On September 24, 2024, the government of Vietnam issued the first draft of a new Law on Personal Data Protection (“Draft PDPL”). As foreshadowed in our previous legal update, the Ministry of Public Security has been very active in developing this draft law. With this draft, they promise to continue their considerable efforts to establish a robust personal data protection culture in Vietnam, as the Draft PDPL indicates a tentative entry into force on January 1, 2026.
With a tentative adoption by the National Assembly in May 2025, the Draft PDPL does not include any transition period, save for micro-enterprises, SMEs, and startups, which are only exempted from appointing a data protection department in their first two years of existence, while the timeline to comply with other obligations under the PDPL remains the same as for other enterprises.
The Draft PDPL includes 68 articles, divided into seven chapters, making it more extensive than last year’s Decree No. 13/2023/ND-CP on Personal Data Protection (“PDPD”), and expressly addresses personal data protection in many fields, including marketing services, behavioral advertising, big-data processing, AI, cloud computing, labor monitoring and recruitment, financial and credit information, health and insurance, and others.
It remains unclear how the PDPL will interact with the PDPD (whether it will replace its predecessor or coexist with it), although the Draft PDPL provides that it will prevail over any laws that have provisions on personal data protection that differ from the provisions of the PDPL.
Among the important new developments of the Draft PDPL when compared to the PDPD, we note:
- Consent remains the main legal basis for processing, with limited exceptions (still not including “legitimate interest”). However, consent for cross-border transfer is further regulated under the Draft PDPL, including for intra-group sharing.
- Data processing impact assessment dossiers for controllers and processors (“DPIA”) and transfer impact assessment for transferors (“TIA”) are retained, but, for the latter, the cases of transfer of personal data abroad have been further defined. These DPIAs and TIAs will have to be updated and submitted again to the authorities every six months or immediately upon material change.
- New definitions have been inserted, such as “developers”, “personal data protection organization”, “personal data protection expert”, “de-identification of personal data”, “use of personal data for marketing”, “use of personal data for behavioral advertising”, and “personal data protection credit rating”, and other definitions currently found in the PDPD have been modified (e.g., land use right-related information has been included as “sensitive information”).
- A data protection department must be appointed for basic personal data processing (it is no longer limited to sensitive personal data processing) and the Draft PDPL includes a recognition that a data protection department can be an external service provider (i.e., a personal data protection organization). The Draft PDPL further regulates this new service.
- Certification mechanisms are introduced as credit ratings for personal data protection (high credibility, trust, pass, failing).

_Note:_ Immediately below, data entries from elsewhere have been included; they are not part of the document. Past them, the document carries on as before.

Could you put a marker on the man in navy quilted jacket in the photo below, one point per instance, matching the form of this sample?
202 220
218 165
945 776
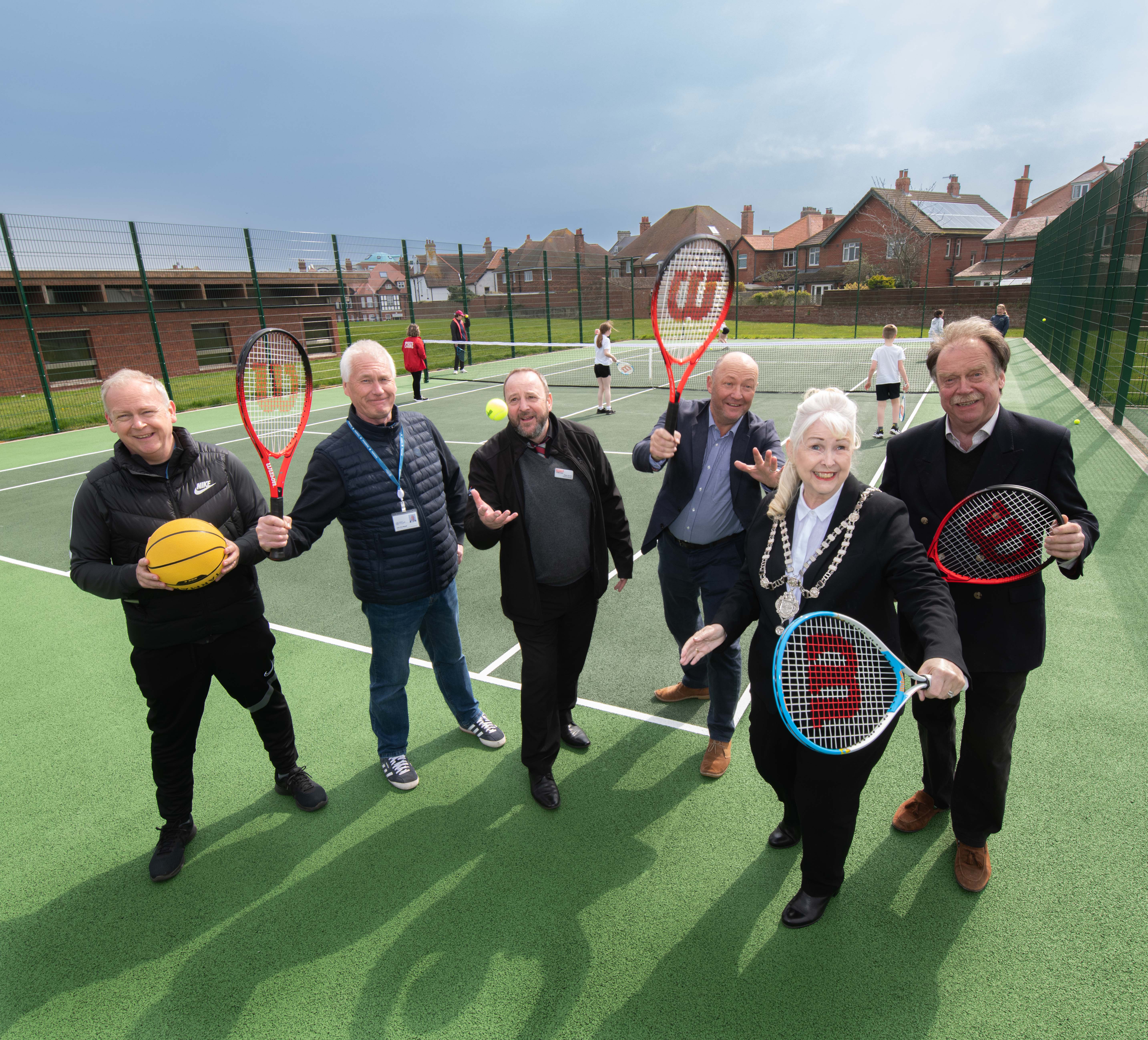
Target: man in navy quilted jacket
401 499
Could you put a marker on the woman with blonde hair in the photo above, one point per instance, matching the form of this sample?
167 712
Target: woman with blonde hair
824 541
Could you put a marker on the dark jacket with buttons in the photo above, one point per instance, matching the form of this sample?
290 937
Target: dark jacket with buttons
1003 627
344 481
121 504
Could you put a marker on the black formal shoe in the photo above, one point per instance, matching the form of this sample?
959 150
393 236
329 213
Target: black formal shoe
573 735
545 790
787 836
803 910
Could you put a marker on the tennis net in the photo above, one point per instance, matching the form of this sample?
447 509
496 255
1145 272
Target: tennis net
785 367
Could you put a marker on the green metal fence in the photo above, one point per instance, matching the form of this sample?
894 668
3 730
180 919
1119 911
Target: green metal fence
1088 298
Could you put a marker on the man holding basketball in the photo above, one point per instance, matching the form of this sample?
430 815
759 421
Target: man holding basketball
932 468
721 456
182 640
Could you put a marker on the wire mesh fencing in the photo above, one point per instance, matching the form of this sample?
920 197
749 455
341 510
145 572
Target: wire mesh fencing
1089 285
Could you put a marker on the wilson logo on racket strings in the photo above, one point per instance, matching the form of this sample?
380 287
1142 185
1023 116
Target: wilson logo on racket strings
991 539
833 664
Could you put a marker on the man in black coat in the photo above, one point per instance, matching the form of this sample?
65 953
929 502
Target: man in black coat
181 639
932 468
544 491
708 499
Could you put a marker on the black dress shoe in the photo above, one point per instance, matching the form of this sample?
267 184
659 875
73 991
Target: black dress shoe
803 910
787 836
545 790
573 735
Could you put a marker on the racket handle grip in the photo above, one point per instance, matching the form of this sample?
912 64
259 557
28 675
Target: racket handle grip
277 510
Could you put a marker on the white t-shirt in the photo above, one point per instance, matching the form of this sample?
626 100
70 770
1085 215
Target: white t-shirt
887 356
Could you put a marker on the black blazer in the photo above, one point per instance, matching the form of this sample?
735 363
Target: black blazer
685 469
1003 627
885 563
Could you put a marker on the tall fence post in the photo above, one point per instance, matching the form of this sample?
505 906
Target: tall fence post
28 323
151 309
343 290
255 278
462 279
546 285
510 299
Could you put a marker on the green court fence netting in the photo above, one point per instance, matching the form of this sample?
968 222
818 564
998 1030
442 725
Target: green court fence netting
1088 298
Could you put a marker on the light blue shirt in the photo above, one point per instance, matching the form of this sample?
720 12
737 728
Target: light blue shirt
710 515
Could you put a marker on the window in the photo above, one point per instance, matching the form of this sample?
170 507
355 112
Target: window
68 355
213 345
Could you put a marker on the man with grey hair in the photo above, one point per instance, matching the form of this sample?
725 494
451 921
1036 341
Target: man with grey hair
182 640
394 486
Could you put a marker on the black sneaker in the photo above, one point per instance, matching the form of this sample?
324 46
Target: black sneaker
308 795
168 859
486 732
399 773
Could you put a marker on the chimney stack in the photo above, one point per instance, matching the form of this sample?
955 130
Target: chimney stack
1021 195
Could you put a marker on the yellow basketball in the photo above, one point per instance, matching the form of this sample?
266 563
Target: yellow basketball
186 554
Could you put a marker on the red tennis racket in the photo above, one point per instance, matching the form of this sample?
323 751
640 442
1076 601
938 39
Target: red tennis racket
274 387
688 307
995 535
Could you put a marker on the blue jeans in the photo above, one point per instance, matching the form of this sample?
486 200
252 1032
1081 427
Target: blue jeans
685 576
393 628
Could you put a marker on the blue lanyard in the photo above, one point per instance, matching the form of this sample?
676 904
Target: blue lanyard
384 465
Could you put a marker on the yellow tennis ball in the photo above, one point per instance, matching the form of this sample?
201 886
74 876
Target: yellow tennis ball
186 554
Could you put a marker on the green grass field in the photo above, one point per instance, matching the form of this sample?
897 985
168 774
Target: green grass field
646 907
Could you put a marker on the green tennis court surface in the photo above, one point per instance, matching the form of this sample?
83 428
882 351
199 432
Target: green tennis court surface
648 906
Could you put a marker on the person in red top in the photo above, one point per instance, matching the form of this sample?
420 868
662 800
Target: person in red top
415 357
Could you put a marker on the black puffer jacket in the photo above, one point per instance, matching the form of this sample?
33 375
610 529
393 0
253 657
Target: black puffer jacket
122 502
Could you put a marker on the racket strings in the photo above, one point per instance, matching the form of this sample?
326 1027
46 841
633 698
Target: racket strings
996 534
836 686
275 386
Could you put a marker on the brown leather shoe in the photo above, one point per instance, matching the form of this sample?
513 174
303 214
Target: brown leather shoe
915 813
972 867
716 762
671 695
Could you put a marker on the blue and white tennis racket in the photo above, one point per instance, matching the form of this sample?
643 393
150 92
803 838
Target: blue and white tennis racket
837 686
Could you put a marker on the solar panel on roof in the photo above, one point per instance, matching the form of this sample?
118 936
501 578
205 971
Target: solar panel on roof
958 214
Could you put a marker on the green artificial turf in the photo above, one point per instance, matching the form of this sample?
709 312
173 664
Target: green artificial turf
647 906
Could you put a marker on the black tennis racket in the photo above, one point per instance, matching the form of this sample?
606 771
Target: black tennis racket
274 388
995 535
688 307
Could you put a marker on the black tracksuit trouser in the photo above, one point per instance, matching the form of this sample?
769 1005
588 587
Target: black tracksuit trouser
554 655
975 786
175 681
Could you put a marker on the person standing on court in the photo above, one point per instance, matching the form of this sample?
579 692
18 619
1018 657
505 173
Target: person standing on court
888 363
602 360
460 332
542 490
392 483
182 640
930 469
721 455
415 357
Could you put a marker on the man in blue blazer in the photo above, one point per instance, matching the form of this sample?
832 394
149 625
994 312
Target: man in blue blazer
719 457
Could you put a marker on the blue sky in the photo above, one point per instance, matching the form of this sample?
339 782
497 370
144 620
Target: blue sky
457 121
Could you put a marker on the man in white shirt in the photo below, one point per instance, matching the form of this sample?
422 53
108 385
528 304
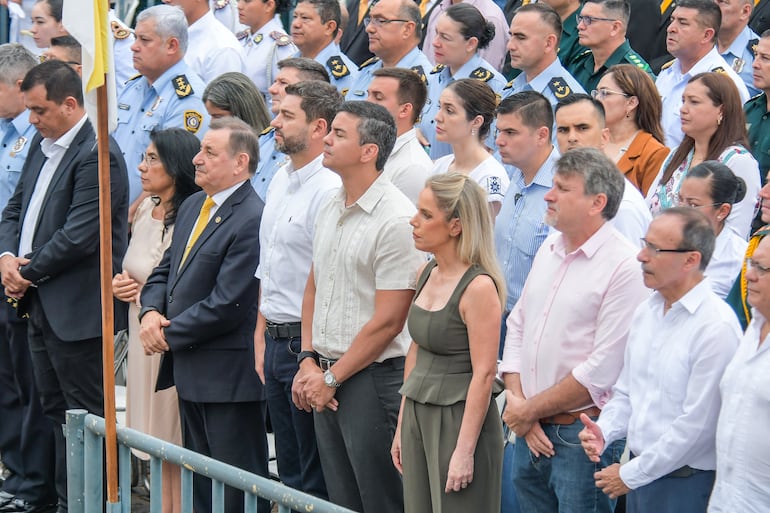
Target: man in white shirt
353 314
213 49
294 197
580 123
666 399
691 38
403 94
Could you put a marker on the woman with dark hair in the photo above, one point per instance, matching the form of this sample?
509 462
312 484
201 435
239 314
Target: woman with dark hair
632 108
168 175
713 188
46 22
461 31
714 128
234 94
467 109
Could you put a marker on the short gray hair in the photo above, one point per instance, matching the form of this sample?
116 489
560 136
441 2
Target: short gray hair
170 21
15 62
600 176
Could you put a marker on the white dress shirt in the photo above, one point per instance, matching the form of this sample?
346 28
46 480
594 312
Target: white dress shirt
54 151
286 236
743 453
666 399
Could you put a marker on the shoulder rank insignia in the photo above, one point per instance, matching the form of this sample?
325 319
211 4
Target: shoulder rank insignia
559 88
482 73
337 67
182 87
119 31
192 121
420 72
369 62
281 38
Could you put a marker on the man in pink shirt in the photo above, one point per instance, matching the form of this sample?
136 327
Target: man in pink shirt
566 337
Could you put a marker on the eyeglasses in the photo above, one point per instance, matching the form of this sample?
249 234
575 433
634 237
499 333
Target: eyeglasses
652 248
760 269
379 22
600 94
590 19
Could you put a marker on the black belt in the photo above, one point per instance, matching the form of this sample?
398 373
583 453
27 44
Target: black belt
285 330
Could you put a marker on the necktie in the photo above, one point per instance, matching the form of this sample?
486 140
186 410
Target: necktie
200 224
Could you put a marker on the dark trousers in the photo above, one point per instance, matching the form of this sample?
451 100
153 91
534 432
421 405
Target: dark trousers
26 435
354 442
68 375
299 465
233 433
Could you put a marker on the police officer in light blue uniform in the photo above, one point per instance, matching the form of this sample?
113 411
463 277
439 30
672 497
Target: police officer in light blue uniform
167 95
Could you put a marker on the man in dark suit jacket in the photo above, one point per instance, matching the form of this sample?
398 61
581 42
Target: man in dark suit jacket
199 308
49 247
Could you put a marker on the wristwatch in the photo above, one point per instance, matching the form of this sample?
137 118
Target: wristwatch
330 380
307 354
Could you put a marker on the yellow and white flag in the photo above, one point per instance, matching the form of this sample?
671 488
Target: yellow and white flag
88 22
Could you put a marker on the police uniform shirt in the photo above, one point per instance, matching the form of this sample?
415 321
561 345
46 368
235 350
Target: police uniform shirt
123 38
270 161
439 78
15 137
212 49
583 68
758 124
263 50
740 57
554 82
172 101
414 60
342 71
671 83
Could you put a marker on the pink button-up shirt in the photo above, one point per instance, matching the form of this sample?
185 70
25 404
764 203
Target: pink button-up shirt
574 314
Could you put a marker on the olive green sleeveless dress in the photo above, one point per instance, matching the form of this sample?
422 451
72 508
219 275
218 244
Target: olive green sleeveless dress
435 392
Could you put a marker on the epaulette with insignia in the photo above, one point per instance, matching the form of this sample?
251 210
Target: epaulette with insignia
119 31
281 38
337 66
420 72
482 73
438 68
369 62
559 88
182 86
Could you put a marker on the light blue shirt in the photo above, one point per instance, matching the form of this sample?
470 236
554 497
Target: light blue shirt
554 82
15 139
519 227
438 79
167 103
415 60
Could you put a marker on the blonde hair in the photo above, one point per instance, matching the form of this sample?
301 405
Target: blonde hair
459 196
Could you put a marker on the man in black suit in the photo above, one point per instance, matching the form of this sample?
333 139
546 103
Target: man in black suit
49 247
199 308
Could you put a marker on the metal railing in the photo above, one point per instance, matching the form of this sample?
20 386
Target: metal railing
85 440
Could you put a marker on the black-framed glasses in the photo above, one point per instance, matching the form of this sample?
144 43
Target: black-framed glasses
759 268
652 248
600 94
380 22
590 19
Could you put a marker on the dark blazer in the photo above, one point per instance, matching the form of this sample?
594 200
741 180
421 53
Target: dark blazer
211 301
65 247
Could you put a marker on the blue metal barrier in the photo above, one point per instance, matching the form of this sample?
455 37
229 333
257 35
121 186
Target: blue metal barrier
85 435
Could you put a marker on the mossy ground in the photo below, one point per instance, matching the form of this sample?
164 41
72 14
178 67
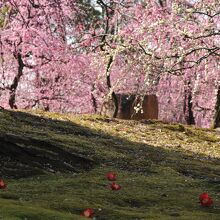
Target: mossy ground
162 168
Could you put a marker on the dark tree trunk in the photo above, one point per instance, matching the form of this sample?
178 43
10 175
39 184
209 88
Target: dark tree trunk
94 102
217 111
113 96
14 85
189 117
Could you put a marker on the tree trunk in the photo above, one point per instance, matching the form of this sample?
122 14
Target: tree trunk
14 85
188 106
217 111
94 102
112 94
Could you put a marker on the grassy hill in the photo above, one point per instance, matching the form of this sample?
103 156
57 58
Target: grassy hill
55 167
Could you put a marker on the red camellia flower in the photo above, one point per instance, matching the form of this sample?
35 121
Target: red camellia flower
88 213
2 184
111 176
115 186
205 200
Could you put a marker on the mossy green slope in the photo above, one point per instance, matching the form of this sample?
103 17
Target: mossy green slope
162 168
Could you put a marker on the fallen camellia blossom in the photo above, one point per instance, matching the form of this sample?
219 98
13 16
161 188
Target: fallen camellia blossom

- The 72-hour timeline to address certain data subjects’ requests and to notify the authorities in case of violation of the personal data protection regulations remains unchanged.
We will publish a deeper dive into the Draft PDPL shortly to provide you with more information on this new draft and draw comparisons with the PDPD, which was just enacted last year. Businesses are strongly encouraged to continue monitoring the development of this new legislation for preparation and to provide comments during the public consultation phase, which is open until November 24, 2024.